Molecular Basis for the Role of Cationic Residues in Antimicrobial Peptide Interactions

Antimicrobial peptides (AMPs) play a vital role in the innate immune response and represent promising templates for developing broad-spectrum alternatives to conventional antibiotics. Most AMPs are charged amino acid sequences that interact more strongly with negatively charged prokaryotic membranes than net neutral eukaryotic ones. Both AMPs and synthetic analogues with arginine-like guanidine groups show a greater toxic effect against bacteria than those with lysine-like amine groups, though the atomistic mechanism for this increase in potency remains unclear.

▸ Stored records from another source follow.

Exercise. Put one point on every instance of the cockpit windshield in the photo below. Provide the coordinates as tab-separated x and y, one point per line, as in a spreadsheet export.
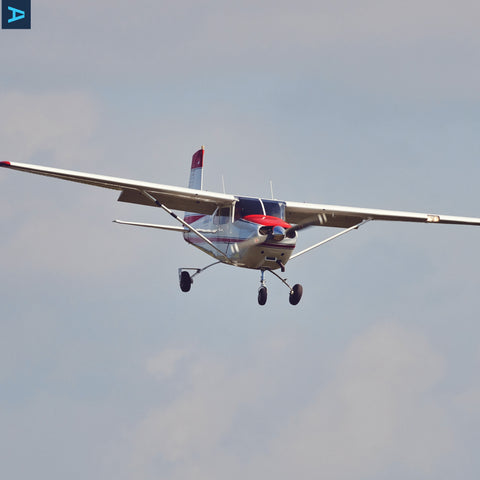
274	209
248	206
255	206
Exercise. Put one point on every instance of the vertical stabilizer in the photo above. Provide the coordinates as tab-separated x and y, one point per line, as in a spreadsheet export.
196	181
196	173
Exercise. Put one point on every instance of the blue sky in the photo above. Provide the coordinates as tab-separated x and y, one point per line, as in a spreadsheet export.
108	370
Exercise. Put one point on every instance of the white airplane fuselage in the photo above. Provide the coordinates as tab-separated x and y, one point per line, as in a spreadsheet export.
255	240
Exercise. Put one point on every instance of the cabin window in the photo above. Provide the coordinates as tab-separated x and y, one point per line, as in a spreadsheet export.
223	215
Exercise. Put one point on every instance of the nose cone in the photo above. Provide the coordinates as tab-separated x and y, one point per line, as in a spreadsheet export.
278	233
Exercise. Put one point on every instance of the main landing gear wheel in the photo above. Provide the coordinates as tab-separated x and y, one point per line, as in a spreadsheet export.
185	281
262	295
295	294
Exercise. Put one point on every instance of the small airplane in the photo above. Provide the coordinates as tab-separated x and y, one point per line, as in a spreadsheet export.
248	232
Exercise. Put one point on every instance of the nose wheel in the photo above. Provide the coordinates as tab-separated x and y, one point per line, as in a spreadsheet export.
185	281
295	295
262	295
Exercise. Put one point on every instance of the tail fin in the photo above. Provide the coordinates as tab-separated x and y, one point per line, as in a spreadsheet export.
196	172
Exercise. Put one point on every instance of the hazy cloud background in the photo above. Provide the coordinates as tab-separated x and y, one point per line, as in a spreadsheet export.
108	370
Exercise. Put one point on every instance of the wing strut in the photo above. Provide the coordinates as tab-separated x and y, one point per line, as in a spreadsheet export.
333	237
183	222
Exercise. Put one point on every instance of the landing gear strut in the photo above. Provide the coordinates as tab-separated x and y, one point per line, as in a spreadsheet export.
296	291
186	279
262	291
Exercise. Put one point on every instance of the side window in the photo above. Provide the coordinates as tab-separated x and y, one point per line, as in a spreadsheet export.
223	215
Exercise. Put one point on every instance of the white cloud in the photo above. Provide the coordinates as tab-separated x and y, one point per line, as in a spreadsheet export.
55	125
377	411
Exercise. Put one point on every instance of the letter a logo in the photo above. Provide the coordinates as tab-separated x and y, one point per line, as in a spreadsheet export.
16	14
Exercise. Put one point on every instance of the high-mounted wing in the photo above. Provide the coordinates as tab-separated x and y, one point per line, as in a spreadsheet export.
176	198
346	217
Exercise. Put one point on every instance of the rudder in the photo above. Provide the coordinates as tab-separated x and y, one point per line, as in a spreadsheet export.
196	172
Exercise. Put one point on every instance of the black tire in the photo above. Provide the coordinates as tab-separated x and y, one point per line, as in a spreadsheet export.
185	281
296	294
262	295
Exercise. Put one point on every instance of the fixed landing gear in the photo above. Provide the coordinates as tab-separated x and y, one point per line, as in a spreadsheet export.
295	295
185	281
262	295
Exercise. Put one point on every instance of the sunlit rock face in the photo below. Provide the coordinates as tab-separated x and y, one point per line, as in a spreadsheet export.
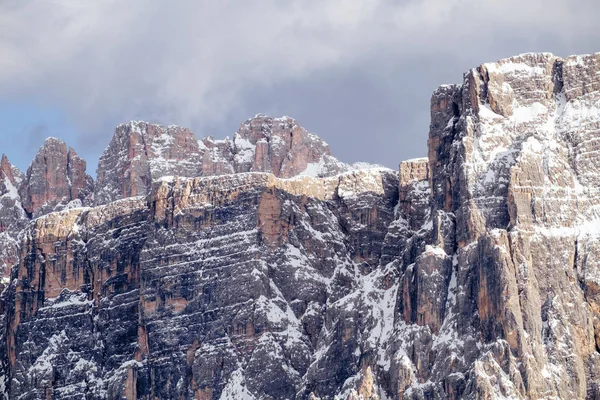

To examine this, we have conducted comparative molecular dynamics simulations of two mutants of a model AMP, KR-12: one with all lysine residues mutated to arginine (R-KR12), and one with all arginine residues mutated to lysine (K-KR12). Both peptides were simulated in two model membrane systems: prokaryotic (POPC/POPG) or eukaryotic (pure POPC). Simulations show that both peptides demonstrate similar favorability for the POPC/POPG bilayer over POPC, partition analogously to the bilayer, and display a preference for forming hydrogen bonds with the anionic POPGs. However, R-KR12 has a significantly higher propensity for hydrogen bonding with the bilayer than K-KR12, resulting in considerably longer interaction times. Overall, these results help elucidate the greater toxicity of arginine-rich AMPs and offer potential insights for designing more potent therapeutic analogues in the future.